Gebäude 0.1 des Helmholtz-Zentrums für Umweltforschung ist ein kleiner, unscheinbarer
Flachbau. Ein Raum von vielleicht 20 Quadratmetern. Die Toilette ist im Nachbarhaus. Gebäude
0.1 aber ist kein Wartezimmer, kein Pförtnerhäuschen, kein Lagerraum. Hier wird an das Leid von
60.000 Menschen erinnert. 60.000 Menschen, die zwischen 1939 und 1945 vom NS-Regime zur
Zwangsarbeit in Leipzig gezwungen wurden. Einige "Freiwillige", vor allem aber KZ-Häftlinge und
Kriegsgefangene. Geschuftet haben die meisten von ihnen im Stammwerk der Hugo-Schneider-
Aktiengesellschaft (HASAG), dem größten sächsischen Rüstungsbetrieb. Dort, wo heute Gebäude
0.1 steht: die Leipziger Gedenkstätte für Zwangsarbeit. Als sie 2001 eröffnete, war sie die erste
ihrer Art - in ganz Europa. Fast 60 Jahre nach Kriegsende.

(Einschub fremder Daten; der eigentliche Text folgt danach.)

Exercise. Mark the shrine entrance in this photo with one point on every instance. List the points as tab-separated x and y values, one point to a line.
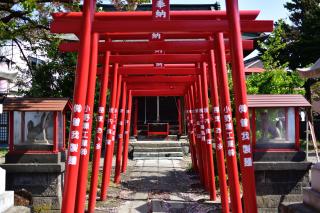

"Die Größe unserer Gedenkstätte steht leider sinnbildlich für unsere Erinnerungskultur zur
Zwangsarbeit", sagt Anja Kruse, eine der drei festen Mitarbeiterinnen der Gedenkstätte. "Im
öffentlichen Diskurs ist Zwangsarbeit ein Randthema." Immer wieder erlebe sie Besucher, die fast
nichts über Zwangsarbeit während er NS-Zeit wissen. "'Vernichtung durch Arbeit' ist vielen noch
ein Begriff." Aber das Ausmaß kenne kaum jemand: Insgesamt 20 Millionen Menschen hat das
NS-Regime zur Arbeit gezwungen. Viele Konzentrationslager hatten Außenlager in der Nähe
großer Industriekonzerne, so auch das KZ Buchenwald am Leipziger HASAG-Werk. Aber auch in
Haushalten, bei Handwerkern und den Stadtwerken arbeiteten sie. An der Wand der
Gedenkstätte hängt ein Stadtplan, übersät mit kleinen roten Nadeln. Sie stecken im Zentrum und
am Stadtrand, im Norden und im Süden. Der Plan zeigt Leipzig, anno 1940. Jede Nadel markiert
einen Ort, an dem während des Zweiten Weltkrieges Zwangsarbeiter untergebracht waren:
Baracken und Fabrikgebäude, Turnhallen und Hotels, Schulen und Privathaushalte. Zwangsarbeit,
das war Alltag. Und doch: Zwangsarbeit während der NS-Zeit - fast fehlt sie im öffentlichen
Raum, in Lehrplänen, in Köpfen. "Viele sind bei ihrem Besuch der Gedenkstätte überrascht, fast
entsetzt über ihr Unwissen", erzählt Kruse.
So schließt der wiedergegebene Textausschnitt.